September 2014: Out of nowhere, I see a Facebook post that an adoption agency is looking for families for two babies, both of mixed race. I thought that was strange that they wouldn’t have families for these babies until something from our adoption training (they’re required for your home study) stood out. Non-white babies, specifically babies of African-American descent, aren’t chosen for adoption as often as their white counterparts. Then I remembered a news article I had seen back when we first started the process. The news article stated that Europeans often adopt African-American babies, mostly baby boys, from the U.S. because agencies have difficulty finding homes for them here. Suddenly, everything became clear, there are babies in the US who need to be adopted that are not in the Foster Care system. But that isn’t even what really sealed the deal for us. When we looked into this agency who has posted about needing families, we discovered a whole side to private adoption that we were oblivious to.

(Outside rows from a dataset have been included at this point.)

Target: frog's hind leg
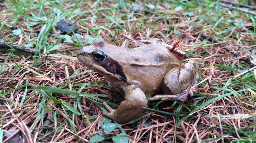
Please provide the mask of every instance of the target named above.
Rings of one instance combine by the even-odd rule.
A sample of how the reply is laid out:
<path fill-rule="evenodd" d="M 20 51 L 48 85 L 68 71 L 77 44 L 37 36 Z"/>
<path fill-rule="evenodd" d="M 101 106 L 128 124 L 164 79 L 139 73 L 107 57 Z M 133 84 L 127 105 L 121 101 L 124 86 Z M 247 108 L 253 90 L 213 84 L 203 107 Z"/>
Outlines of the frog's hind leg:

Now is when I show you my ugly. I need to apologize publicly for my judgment of private adoptive parents. I assumed that private adoption was so easy and that it was really just for families who wanted a healthy baby fast. I had NO clue of the brokenness and struggle woven throughout this process. I had no idea that this was going to be a beautiful story of redemption and outreach. Not just for the hurting birth mother or for the unborn child, but for me.